You are such a great and helpful beek here I'm sorry to read of the nucs not working this year for you.Seems like Such a good idea for selling and having upkeep $$$ for the others.

I'm glad you wrote this post because I never considered the dragonflies. We have half a dozen varieties here and they migrate in to gardens like mine(often wet) from a river a couple of miles away. I never knew they were a real threat. Queens are probably slower than the workers too being bigger and juicier,huh? Good prey....Ugh!

I'm sure you read my thread and that I got a bought queen and hived her despite good advice to put her in a separate nuc and wait another couple of weeks for the hive's possible virgin to get going. Turned out that hive I expected to handily make a queen,needed her!
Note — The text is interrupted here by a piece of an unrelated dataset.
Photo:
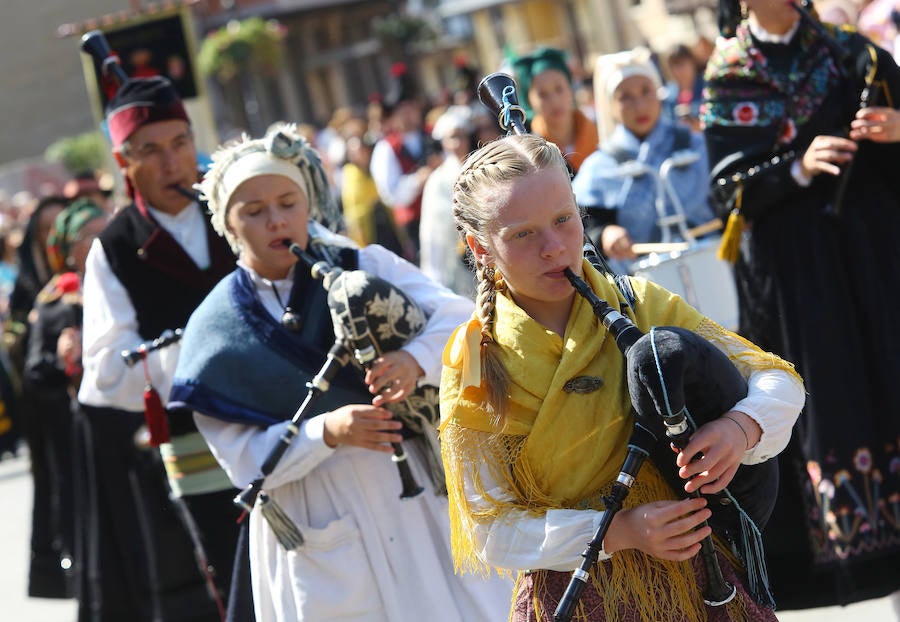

I'm wondering if there is shortage of what dragonflies usually eat! We never know what is happening "out there" for sure,do we? 

Last year a swarmed hive of mine had no problem raising a new queen and she was a good 'un! Now I've got a crowded hive that Isn't swarming and I don't know what's up with them either! That might be plenty turning to dearth here....but I see a blackberry flow..... Live and watch I guess.....and Hopefully Learn!


----------



## TxGypsy (Nov 23, 2006)

I may not be dead in the water yet. I'm going to move about 10 hives over to a friends place and see if I can raise queens there. I'll still do the splits here at my place. It will mean a lot more equipment but it may be doable. 

Speaking of which.....dang this is getting expensive!!!!


----------



## WildPrGardens (Mar 8, 2014)

Sorry to hear about this.

Dragon flies, Purple Martens and swallows are rough on bees as well as others.

Maybe there are no DCA's nearby and the virgins are having to fly too great of distances.

Perhaps set up drone yards in direction away from swampland.

Also make sure the nucs or hives are very distinctly marked so no possible confusion about which is home.

Goodluck


----------